Fellowes looked him full in the face.  “Yes.”
“And you have thought of taking a little public-house, I think?”
This astounded the chauffeur.  “What’s it to do with you?  Can’t I have my own affairs without their being poked into?  And suppose I had?”
“Suppose you had, then I should like to know from where had come the money for so interesting an enterprise.”
“Can’t anyone save a bit without being suspected?”
“Perhaps.  Perhaps.  And now would you tell me something else equally interessant.  Who entered first the service of Doctor and Mrs. Thurston, you or Enid?”
“She did.”
“And obtained for you the job which you now have?”
“She told Mrs. Thurston I was out of a job.  Anything else you want to know?”
“Please.  One other little thing.  Quite little, but very important.  You have told us that yesterday afternoon you were nowhere near the house.  You were driving the motorcar because it must be driven slow for a time after the mechanical reparations.  That is so?”
“I was running her in, yes.”
“To prove that, would you perhaps be so good as to tell me something which would, as one might say, establish the alibi?  Shew that you had been away from here?  Someone, perhaps, you spoke to?  Something you noticed?”

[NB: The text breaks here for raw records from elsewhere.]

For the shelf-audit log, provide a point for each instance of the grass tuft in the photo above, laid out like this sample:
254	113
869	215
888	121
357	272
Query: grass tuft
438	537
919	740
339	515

Fellowes did not look up for a while.  I wondered whether he was indeed searching in his memory for the information demanded, or whether he was doubting the advisability of giving it.  M. Picon’s tone had been suave, but there was such an interested hush in the room while the chauffeur hesitated that it really made one feel that there might be a sinister significance behind the innocent query.
Presently Fellowes said, “Yes.  I can tell you something.  I noticed that the flag on the church tower at Morton Scone was at half-mast.”
M. Picon jumped.
“You did.  That is very interesting.”
Then Sergeant Beef broke in again.  “That’s right,” he said.  “It would ’uv been.  The doctor over at Morton Scone oo’d been there twenty years died yesterday morning.”
“Indeed?  That is more interesting yet.  Thank you.”
And the extraordinary little man sat down, his cross-examination ended.
It was scarcely necessary to appeal to Mgr. Smith this time.  Frankly, I was disappointed in this one of the great three.  He seemed to have lost all interest in the proceedings.  Of course I realized that the case was not fraught with the phenomena to which he was accustomed.  No tall strangers with Homeric beards and black cloaks were here, no uncommon or alliterative surnames, no ghost which turned out not to be a ghost, or supernatural things which became more harrowing when they proved to be natural, no ruins, no artists, no Americans.  Still, it did not seem to me to be such an uninteresting crime as all that.  I did not see why he should shew quite such boredom.  For now from the black bundle in the arm-chair was coming a sound quite regular, distinctly audible, and not very polite.  Mgr. Smith was snoring.